Yes, persons who have recovered from coronavirus can be of help. However, first they have to remain isolated for some time. Researchers have said that most patients will have immunity for some time. It means they cannot spread the disease through coughing and sneezing. But then there is always the possibility of transmitting the disease through touch. Like touching a surface with the virus and then transmitting it elsewhere.
Maintaining good hygiene
“It’s worth remembering to maintain good hygienic practices even after you have recovered from the disease,” said one researcher. “One should continue to wash hands regularly and not shake hands,” he added. He also pointed out that one must wait for at least 14 days since the last day of the symptom. Then only will be the person eligible to help others.
‘The American Journal of Respiratory and Critical Care Medicine’ had an interesting observation to make. It said researchers have discovered ‘half of the patients treated for COVID-19 infection still had coronavirus for eight days after symptoms disappeared’. It also said that the recovered person should continue to wear non-medical mask when in public.
Convalescent plasma therapy
Once a person recovers from COVID-19, his or her blood contains antibodies in its plasma that can fight the virus. Those antibodies can be extracted from a donor’s blood and given to a severely ill patient via transfusion. The hope here is that the donor’s antibodies will help the patient recover. This is known as the convalescent plasma therapy and is being used in some parts of the world.
The convalescent plasma treatment has been used on patients with polio, measles, SARS and other illnesses. There is now evidence and new data that shows it could be effective in treating COVID-19 patients. This has been said by Dr Pampee Young, chief medical officer of the American Red Cross.
“We certainly are getting anecdotal reports in,” Dr Young said. “Some people who have received convalescent plasma are stabilising and requiring less oxygen. That is indeed a positive sign,” he added. However, it must be stated here that it is not a sure shot process effective in curing COVID-19 patients.

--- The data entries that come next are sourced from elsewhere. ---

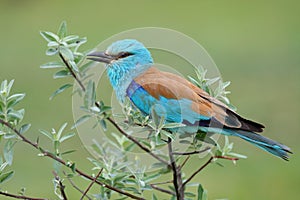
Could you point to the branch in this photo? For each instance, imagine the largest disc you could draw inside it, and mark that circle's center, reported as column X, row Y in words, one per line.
column 72, row 72
column 177, row 179
column 185, row 161
column 91, row 184
column 75, row 186
column 52, row 156
column 206, row 164
column 19, row 196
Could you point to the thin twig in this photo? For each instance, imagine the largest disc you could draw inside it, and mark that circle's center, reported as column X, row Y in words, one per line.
column 60, row 185
column 72, row 72
column 75, row 186
column 162, row 183
column 111, row 120
column 54, row 157
column 91, row 184
column 184, row 162
column 162, row 189
column 137, row 142
column 177, row 179
column 19, row 196
column 197, row 171
column 192, row 152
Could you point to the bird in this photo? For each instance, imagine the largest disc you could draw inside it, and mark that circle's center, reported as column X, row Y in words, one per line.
column 133, row 75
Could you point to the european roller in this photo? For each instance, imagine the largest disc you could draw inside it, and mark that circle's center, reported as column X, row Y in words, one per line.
column 132, row 74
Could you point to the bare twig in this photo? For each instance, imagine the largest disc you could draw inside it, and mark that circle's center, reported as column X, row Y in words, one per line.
column 91, row 184
column 72, row 72
column 185, row 161
column 137, row 142
column 162, row 189
column 75, row 186
column 54, row 157
column 177, row 178
column 20, row 196
column 206, row 164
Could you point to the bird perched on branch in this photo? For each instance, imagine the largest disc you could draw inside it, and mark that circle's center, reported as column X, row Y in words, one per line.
column 132, row 74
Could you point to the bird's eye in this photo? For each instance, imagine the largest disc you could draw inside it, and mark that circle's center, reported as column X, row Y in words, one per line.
column 124, row 54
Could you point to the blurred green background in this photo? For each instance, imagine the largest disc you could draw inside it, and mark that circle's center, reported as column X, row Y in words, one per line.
column 255, row 44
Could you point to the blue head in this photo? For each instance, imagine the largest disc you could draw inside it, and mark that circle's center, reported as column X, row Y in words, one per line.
column 125, row 59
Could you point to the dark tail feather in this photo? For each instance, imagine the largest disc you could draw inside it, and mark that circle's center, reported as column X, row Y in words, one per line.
column 266, row 144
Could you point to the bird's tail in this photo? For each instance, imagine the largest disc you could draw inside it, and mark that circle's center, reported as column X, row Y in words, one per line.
column 264, row 143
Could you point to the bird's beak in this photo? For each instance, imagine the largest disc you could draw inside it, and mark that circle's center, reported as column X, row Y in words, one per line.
column 100, row 57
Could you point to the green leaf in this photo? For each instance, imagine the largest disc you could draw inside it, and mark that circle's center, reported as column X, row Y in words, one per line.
column 154, row 197
column 90, row 96
column 24, row 128
column 9, row 86
column 49, row 36
column 65, row 137
column 70, row 39
column 51, row 51
column 60, row 131
column 68, row 152
column 87, row 66
column 52, row 65
column 81, row 120
column 66, row 53
column 103, row 125
column 173, row 125
column 8, row 151
column 236, row 155
column 61, row 74
column 169, row 135
column 200, row 192
column 189, row 194
column 6, row 176
column 14, row 99
column 62, row 31
column 73, row 66
column 16, row 115
column 60, row 90
column 155, row 117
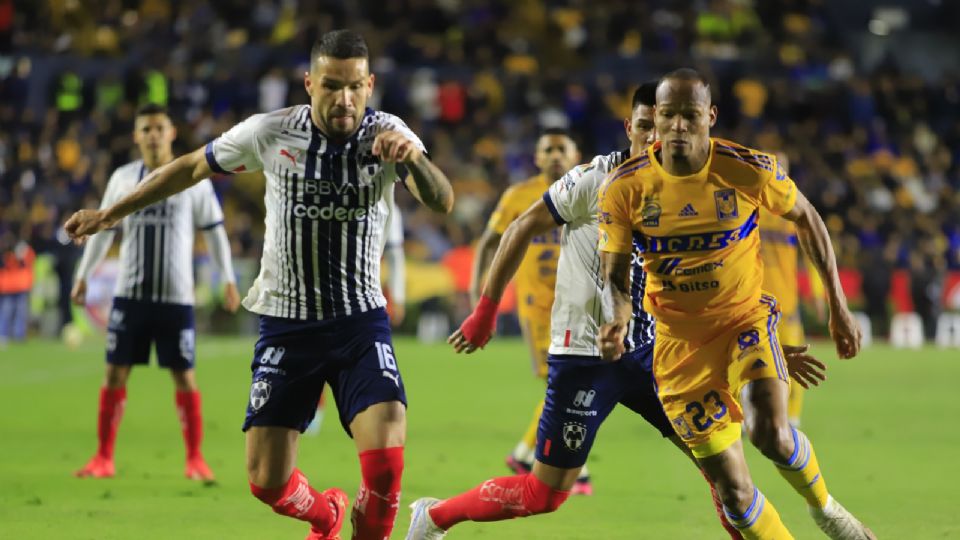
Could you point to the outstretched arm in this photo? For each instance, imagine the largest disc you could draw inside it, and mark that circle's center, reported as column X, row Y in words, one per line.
column 486, row 248
column 430, row 186
column 815, row 243
column 167, row 180
column 616, row 292
column 477, row 329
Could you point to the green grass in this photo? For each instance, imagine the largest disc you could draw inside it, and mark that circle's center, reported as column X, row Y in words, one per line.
column 881, row 427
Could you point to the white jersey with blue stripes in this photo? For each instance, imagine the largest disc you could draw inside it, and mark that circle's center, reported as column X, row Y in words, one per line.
column 156, row 252
column 578, row 307
column 327, row 205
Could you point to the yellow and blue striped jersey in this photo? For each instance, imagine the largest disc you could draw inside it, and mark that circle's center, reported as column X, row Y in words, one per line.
column 697, row 233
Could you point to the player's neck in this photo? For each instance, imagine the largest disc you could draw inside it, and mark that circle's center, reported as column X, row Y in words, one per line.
column 684, row 166
column 157, row 161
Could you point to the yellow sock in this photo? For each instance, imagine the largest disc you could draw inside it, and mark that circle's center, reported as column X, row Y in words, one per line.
column 795, row 403
column 803, row 472
column 530, row 436
column 760, row 522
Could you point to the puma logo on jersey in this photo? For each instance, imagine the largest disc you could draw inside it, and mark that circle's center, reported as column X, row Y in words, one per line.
column 285, row 153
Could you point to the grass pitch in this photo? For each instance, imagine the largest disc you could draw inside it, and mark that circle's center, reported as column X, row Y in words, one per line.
column 881, row 426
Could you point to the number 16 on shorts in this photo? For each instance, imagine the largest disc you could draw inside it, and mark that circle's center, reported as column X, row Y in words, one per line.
column 388, row 363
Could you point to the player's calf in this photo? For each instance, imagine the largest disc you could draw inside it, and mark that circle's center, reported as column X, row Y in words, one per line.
column 498, row 499
column 375, row 509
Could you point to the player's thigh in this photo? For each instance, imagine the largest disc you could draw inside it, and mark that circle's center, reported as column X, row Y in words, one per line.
column 368, row 380
column 175, row 337
column 695, row 393
column 535, row 327
column 639, row 393
column 579, row 398
column 288, row 374
column 271, row 455
column 129, row 333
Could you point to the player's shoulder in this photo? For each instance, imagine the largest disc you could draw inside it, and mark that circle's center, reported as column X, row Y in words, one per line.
column 737, row 163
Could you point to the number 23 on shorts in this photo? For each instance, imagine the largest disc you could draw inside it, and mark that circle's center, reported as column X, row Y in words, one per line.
column 701, row 415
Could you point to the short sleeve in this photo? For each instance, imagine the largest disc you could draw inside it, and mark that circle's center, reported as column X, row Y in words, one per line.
column 615, row 217
column 236, row 150
column 779, row 194
column 506, row 211
column 572, row 197
column 207, row 213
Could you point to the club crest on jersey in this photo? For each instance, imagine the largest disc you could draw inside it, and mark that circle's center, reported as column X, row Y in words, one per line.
column 574, row 433
column 726, row 200
column 651, row 212
column 259, row 394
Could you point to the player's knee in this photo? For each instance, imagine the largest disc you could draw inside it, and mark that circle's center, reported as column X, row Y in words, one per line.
column 541, row 498
column 775, row 441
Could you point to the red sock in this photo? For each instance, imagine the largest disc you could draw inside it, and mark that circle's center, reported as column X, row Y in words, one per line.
column 498, row 499
column 191, row 421
column 375, row 510
column 298, row 500
column 111, row 411
column 718, row 506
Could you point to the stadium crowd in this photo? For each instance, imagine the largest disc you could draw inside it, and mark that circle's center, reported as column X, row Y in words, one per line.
column 876, row 146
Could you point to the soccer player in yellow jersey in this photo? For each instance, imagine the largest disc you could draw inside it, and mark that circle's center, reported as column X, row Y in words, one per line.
column 555, row 154
column 778, row 251
column 692, row 203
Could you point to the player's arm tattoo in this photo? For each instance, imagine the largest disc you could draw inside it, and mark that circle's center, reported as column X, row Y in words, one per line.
column 432, row 186
column 616, row 289
column 815, row 242
column 161, row 183
column 516, row 239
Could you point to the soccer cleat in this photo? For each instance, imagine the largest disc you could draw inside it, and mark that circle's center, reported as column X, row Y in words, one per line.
column 97, row 467
column 422, row 526
column 197, row 469
column 517, row 466
column 582, row 486
column 839, row 524
column 338, row 500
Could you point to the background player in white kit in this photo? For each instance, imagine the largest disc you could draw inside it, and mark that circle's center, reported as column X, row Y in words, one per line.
column 153, row 296
column 330, row 169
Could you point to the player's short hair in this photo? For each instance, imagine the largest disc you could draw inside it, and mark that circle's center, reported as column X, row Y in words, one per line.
column 689, row 75
column 152, row 108
column 645, row 94
column 340, row 44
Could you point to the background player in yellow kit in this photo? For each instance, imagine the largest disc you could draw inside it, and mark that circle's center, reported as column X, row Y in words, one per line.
column 778, row 250
column 692, row 203
column 556, row 153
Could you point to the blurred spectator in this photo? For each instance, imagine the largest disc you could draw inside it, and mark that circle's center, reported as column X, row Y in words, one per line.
column 16, row 280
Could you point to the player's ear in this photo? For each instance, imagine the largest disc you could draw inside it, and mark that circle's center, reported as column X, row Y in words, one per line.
column 308, row 83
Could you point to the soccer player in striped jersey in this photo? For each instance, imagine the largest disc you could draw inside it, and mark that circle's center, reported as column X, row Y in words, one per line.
column 555, row 154
column 691, row 202
column 331, row 168
column 153, row 296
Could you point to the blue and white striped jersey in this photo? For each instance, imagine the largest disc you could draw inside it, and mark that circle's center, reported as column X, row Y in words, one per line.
column 327, row 205
column 578, row 309
column 156, row 252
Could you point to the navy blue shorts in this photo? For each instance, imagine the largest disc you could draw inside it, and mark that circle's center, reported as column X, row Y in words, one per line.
column 134, row 325
column 293, row 359
column 581, row 393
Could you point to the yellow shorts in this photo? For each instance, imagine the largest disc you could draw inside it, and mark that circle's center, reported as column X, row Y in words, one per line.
column 535, row 325
column 699, row 381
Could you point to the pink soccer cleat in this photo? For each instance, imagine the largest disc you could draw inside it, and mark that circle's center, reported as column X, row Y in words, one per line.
column 97, row 467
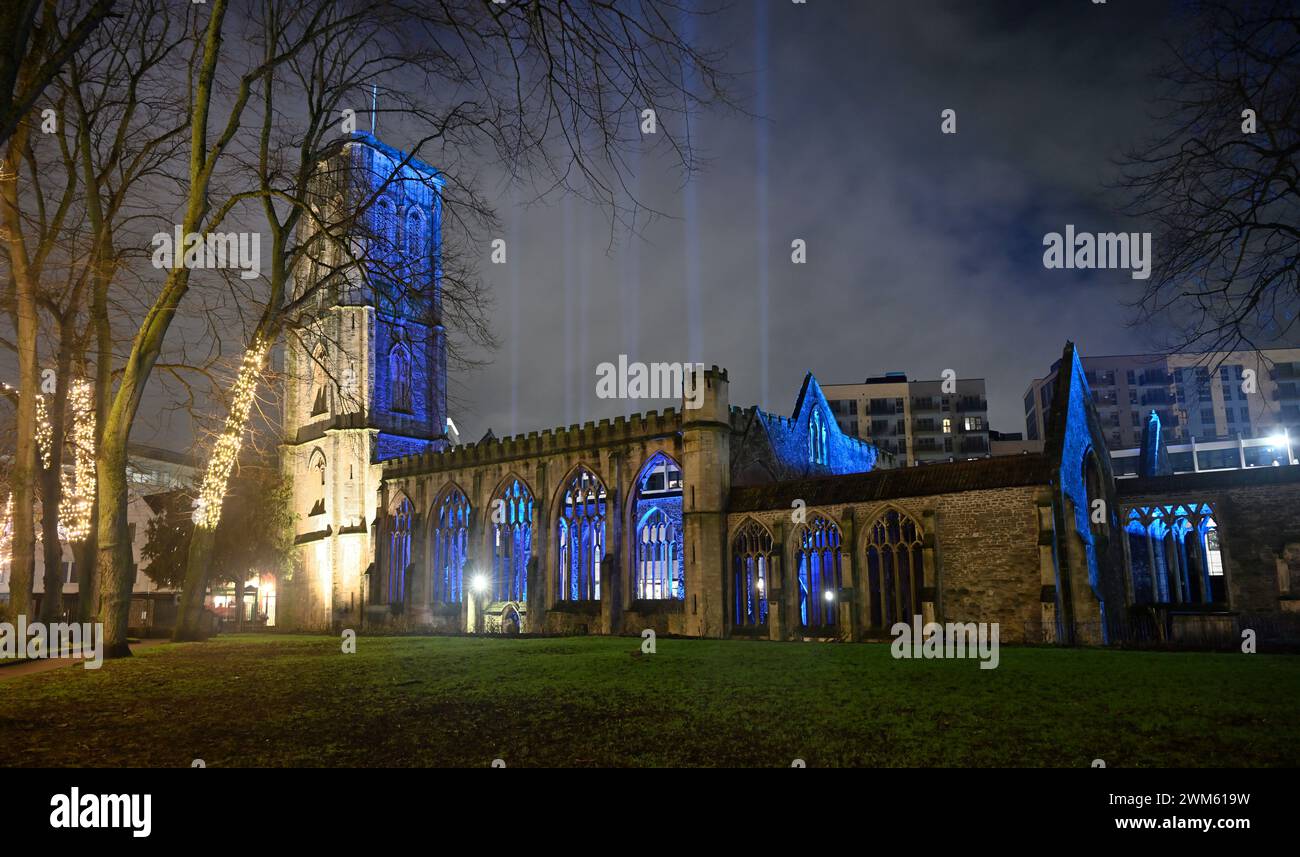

Till the beginning of this week 30 patients have received the convalescent plasma therapy according to a spokeswoman for the Mount Sinai Health System, New York. Another 300 are expected to undergo the same therapy in the coming weeks. Then only some conclusive evidence will emerge, said the spokeswoman.
Those who want to be donors in the convalescent plasma therapy must pass normal blood-donation requirements. They also should be symptom-free of COVID-19 for at least 14 day. Recovered patients can donate once every 28 days. The donation process lasts between 90 minutes to 150 minutes.
Helping the community
There are other ways in which fully recovered coronavirus patients can be of help. They can help neighbours and friends, particularly those in high-risk categories, like elderly people. They can also assist others who have been affected by other diseases. However, all coronavirus patients should wait for at least 14 days before stepping out to help others.